FYI.. there are logarithmic functions.(4 votes)

- whats the vertical line test(4 votes)
- What about a horizontal line? I imagine it would be an infinite number of inputs each with the same output. I'm not sure if that would be a function.(2 votes)
- You assessment is correct. A horizontal line has inputs of all real numbers and its output is always the same number. It is a function because each input creates only one output. The rule for functions does not care that multiple inputs happen to create the same output.(5 votes)

- of course pi is the first number that comes into sals head...(4 votes)
- so in this graph, y is not a function of x but x is a function of y?(3 votes)
- Saying that "
`y is a function of x`

" means that x is the input and y is the output, which is the system that most people use.

If you were making a function and you decided to label the input "`y`

" and the output "`x`

" then you could say that "`x is a function of y`

." But only if you did it that way.

Since Khan Academy and a lot of other mathematicians all do it this one way, it makes sense to do the same.
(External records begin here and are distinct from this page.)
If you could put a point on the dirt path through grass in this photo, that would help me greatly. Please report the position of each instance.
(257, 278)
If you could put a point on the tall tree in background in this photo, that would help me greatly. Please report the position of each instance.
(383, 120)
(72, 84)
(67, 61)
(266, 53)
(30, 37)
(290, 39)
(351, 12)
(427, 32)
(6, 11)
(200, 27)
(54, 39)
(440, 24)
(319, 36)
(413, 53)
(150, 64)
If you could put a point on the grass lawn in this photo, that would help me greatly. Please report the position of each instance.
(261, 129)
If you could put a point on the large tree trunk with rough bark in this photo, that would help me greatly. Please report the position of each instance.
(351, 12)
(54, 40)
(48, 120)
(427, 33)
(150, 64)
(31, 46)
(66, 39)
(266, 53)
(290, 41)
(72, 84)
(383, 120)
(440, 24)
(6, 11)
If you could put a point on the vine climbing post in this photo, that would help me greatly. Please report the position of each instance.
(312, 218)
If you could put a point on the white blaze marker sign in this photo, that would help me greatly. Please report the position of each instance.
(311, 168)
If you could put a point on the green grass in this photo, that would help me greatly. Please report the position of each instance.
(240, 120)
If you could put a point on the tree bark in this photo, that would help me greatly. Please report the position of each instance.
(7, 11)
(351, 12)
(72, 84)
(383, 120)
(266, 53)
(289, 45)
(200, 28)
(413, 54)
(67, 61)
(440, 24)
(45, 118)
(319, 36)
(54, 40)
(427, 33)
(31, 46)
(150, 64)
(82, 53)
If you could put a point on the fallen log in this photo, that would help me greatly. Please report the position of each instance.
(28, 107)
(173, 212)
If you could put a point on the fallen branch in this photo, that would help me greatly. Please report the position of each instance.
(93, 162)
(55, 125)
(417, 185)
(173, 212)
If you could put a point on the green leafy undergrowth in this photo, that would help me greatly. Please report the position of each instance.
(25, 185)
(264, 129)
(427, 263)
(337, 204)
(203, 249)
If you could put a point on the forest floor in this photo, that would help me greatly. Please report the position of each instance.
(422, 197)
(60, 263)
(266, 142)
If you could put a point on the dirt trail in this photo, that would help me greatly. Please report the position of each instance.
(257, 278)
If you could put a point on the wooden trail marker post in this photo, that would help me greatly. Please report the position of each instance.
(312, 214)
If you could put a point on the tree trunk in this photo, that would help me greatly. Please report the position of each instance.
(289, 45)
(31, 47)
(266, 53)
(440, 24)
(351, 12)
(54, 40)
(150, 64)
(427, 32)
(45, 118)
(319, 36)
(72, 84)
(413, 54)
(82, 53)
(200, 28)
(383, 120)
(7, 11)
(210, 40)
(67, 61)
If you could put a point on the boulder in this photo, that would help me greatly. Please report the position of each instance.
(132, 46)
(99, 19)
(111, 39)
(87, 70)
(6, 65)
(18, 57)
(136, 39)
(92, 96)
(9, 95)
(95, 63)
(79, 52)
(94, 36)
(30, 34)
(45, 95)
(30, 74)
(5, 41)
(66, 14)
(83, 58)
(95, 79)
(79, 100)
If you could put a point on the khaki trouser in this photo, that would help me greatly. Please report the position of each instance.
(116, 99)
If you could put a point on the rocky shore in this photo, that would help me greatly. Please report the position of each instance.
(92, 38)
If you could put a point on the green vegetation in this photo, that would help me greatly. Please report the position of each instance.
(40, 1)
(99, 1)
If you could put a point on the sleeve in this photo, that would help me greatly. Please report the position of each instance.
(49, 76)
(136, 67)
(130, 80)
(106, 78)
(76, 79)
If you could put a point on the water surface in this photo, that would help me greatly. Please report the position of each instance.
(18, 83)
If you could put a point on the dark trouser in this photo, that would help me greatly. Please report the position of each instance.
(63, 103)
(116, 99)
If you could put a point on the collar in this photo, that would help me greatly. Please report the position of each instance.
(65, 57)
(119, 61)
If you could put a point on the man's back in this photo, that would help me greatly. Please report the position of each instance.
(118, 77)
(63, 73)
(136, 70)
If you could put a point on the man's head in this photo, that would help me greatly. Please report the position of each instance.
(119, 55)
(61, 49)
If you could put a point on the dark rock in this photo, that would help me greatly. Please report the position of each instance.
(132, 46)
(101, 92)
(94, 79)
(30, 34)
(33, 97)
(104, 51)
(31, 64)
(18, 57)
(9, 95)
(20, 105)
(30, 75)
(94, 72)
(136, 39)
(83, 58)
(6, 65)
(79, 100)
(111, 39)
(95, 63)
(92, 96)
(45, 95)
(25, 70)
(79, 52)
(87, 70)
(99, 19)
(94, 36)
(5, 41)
TL;DR: No, x is not a function of y.(1 vote)

## Video transcript

In the following graph,
is y a function of x? So in order for y to
be a function of x, for any x that you input into
the function, any x for which the function is defined. So let's say we have
y is equal to f of x. So we have our little
function machine. It should spit out
exactly one value of y. If it spits out multiple values
of y, we don't know what f of x is going to be equal to. It could be equal to any of
those possible values for y. So let's see if, for this
graph, whether for a given x it spits out exactly one y. Well, the function
seems to be only defined so the domain of this function
is x is equal to negative 2. That's the only place where
we have a definition for it. And if we try to
input negative 2 into this little black
box, what do we get? Do we get exactly one thing? No. If we put in negative 2
here, we could get anything. The point negative 2,
9 is on this relation. Negative 2, 8 is
on this relation. Negative 2, 7; negative 2,
7.5; negative 2, 3.14159-- they're all on these. So if you put a negative 2 into
this relation, essentially, you actually get an
infinite set of values. It could be 9. It could be 3.14. It could be 8. It could be negative 8. You get an infinite
number of results. So since it does not
map to exactly one output of this function,
in the following graph, y is not a function of x.